Money at centre of health insurance dispute
While he theorised that the practise of doctors billing their patients directly for hospital services will fade over time, Health Insurance Association of Bermuda (HIAB) president Gerald Simons said he hoped that the impasse between doctors and insurers will come to an end.
"I don't think in practise that doctors will follow that route," Mr. Simons told The Royal Gazette in response to last Tuesday's announcement that as of tomorrow, patients will have to pay their hospital bills within 30 days of receiving medical treatment.

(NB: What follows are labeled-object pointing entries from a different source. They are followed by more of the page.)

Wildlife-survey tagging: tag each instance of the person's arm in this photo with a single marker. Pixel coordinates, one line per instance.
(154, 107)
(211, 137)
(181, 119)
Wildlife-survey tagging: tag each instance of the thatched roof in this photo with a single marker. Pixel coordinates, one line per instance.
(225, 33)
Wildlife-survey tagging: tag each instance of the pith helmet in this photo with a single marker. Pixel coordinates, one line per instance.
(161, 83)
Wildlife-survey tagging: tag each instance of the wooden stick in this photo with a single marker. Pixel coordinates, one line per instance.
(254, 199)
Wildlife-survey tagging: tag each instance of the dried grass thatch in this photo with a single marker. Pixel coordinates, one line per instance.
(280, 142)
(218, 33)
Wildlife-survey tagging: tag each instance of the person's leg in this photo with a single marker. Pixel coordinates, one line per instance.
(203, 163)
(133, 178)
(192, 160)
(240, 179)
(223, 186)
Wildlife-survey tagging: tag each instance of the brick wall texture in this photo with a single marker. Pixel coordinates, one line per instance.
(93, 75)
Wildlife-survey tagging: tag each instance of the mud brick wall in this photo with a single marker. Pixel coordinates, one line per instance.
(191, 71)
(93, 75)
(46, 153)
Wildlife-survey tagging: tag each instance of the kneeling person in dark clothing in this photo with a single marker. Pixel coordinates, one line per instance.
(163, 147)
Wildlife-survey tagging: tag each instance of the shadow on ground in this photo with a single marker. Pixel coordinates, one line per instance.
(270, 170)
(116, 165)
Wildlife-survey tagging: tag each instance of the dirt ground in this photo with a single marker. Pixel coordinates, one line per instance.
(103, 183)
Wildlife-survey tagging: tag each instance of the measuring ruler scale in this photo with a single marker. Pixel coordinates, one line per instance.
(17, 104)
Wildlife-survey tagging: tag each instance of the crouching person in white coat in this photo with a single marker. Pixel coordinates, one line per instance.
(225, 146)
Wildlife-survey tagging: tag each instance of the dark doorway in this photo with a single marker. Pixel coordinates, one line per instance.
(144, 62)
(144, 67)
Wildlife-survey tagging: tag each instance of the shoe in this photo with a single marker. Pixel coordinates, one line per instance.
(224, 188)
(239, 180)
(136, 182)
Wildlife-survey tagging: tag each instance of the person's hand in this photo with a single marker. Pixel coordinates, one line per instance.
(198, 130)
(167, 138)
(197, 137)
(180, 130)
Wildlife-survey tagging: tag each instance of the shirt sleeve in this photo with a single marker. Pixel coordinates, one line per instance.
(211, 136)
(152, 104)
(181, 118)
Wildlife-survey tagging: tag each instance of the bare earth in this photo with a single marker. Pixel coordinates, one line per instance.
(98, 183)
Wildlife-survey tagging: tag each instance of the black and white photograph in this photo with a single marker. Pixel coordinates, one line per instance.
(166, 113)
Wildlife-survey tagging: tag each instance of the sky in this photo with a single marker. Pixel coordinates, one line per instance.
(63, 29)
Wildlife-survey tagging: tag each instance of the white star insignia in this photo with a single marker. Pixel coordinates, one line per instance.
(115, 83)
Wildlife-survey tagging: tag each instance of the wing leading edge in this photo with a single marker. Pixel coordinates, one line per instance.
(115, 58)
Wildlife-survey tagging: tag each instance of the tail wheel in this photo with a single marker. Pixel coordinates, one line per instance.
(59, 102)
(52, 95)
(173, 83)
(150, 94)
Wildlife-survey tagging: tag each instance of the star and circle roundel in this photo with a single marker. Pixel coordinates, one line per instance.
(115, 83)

For over a year now, insurers and doctors have been battling over a new fee schedule for operations. Despite Health Minister Bascome announcing on August 15 that the "outstanding issues" between the HIAB and physicians had been resolved, the medical battle, in fact, still rages on.
According to Mr. Simons, at the centre of the dispute is money.
"What it boiled down to was the benefit policy increasing by 7 percent or so," said Mr. Simons. "But the doctors wanted a larger increase."
And Mr. Simons said the desired increase -up to 48 percent in some cases - was not feasible as the cost of medical insurance would skyrocket.
"If policy benefits continue to rise, insurers and employers would not be able to afford premiums."
The head of the HIAB also addressed claims made by Bermuda Medical Society president Dr. Jonathan Murray that some doctors had not been paid for their hospital services for over four months.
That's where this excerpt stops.